ZoomVideo ($ZM) has fired president Greg Tomb “without cause” less than a year into his role with the video conferencing company.
Tomb, a former %Google ($GOOGL) executive, was reportedly blindsided when his contract with Zoom was abruptly terminated “without cause,” according to multiple media reports.
Tomb had joined Zoom in June 2022 and been active on earnings calls and media interviews.
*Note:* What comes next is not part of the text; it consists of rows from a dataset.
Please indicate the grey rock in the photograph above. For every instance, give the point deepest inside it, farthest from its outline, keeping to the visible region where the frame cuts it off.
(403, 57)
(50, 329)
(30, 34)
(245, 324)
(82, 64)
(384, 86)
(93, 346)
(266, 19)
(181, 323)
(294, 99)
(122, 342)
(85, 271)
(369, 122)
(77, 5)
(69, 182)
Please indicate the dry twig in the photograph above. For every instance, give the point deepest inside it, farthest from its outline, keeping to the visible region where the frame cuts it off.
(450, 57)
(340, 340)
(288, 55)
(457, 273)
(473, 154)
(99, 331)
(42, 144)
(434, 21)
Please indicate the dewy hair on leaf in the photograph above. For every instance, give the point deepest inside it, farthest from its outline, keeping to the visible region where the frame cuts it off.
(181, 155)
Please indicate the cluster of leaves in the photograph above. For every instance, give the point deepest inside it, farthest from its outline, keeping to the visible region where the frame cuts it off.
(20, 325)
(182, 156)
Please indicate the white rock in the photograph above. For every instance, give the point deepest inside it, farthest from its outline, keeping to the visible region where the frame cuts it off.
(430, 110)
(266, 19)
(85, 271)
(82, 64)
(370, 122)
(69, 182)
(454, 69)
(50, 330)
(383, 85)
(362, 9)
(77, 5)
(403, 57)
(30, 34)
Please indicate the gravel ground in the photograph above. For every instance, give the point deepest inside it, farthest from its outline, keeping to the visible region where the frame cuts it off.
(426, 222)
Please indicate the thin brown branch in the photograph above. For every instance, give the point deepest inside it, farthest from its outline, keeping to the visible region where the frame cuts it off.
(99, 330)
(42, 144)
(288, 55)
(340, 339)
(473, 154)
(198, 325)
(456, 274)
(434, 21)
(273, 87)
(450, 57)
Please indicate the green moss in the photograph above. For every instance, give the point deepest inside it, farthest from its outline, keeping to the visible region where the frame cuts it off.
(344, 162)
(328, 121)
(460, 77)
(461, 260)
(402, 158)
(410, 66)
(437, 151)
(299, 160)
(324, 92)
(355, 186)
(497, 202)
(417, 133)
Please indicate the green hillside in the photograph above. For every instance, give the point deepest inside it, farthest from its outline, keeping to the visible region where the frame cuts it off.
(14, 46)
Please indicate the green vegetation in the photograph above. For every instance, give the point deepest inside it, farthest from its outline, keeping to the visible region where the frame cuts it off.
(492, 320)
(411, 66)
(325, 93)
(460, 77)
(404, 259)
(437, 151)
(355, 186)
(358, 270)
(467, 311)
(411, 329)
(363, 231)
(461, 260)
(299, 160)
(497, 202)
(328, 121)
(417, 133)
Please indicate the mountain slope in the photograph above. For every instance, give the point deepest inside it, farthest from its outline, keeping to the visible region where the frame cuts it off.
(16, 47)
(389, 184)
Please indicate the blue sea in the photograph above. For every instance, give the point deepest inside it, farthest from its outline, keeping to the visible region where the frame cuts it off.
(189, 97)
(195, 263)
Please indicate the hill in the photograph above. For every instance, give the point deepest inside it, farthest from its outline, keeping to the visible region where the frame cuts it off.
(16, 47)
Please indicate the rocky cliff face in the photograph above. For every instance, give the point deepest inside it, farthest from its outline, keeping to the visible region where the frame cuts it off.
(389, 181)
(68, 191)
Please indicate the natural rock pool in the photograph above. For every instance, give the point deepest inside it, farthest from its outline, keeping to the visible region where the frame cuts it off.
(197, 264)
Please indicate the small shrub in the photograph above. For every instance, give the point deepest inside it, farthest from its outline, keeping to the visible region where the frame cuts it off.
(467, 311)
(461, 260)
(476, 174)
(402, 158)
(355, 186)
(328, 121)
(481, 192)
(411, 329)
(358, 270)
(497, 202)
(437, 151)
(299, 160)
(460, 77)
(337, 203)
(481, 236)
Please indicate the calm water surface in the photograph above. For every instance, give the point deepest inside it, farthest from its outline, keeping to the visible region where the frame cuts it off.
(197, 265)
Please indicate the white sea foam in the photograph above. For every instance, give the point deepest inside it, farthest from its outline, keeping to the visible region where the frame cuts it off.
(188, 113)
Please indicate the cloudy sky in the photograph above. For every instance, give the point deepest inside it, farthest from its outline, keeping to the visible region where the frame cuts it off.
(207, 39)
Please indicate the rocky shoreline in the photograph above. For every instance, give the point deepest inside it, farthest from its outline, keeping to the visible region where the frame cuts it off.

He oversaw the company’s global sales.
San Jose, California-based Zoom said in a written statement that it has no plans to replace Tomb or staff the president’s role going forward.
Tomb reported directly to chief executive officer (CEO) and Zoom founder Eric Yuan, who started the company in 2011.
Zoom became a household name and its stock soared during the COVID-19 pandemic as people around the world sheltered-in-place at home and went to work and school via video conferencing.
In April 2020, the company reported that 300 million daily participants were on Zoom conference calls.
However, Zoom has struggled to maintain its pandemic gains and seen its stock plunge over the past year. The company also recently announced widespread staff layoffs.
This past February, the company cut 15% of its workforce, or about 1,300 people globally, as it manages waning demand.
Zoom also faces rising competition from services such as Google Meet, %Microsoft ($MSFT) Teams and Slack.
Zoom’s stock has declined 38% in the past 12 months to trade at $70.63 U.S. per share.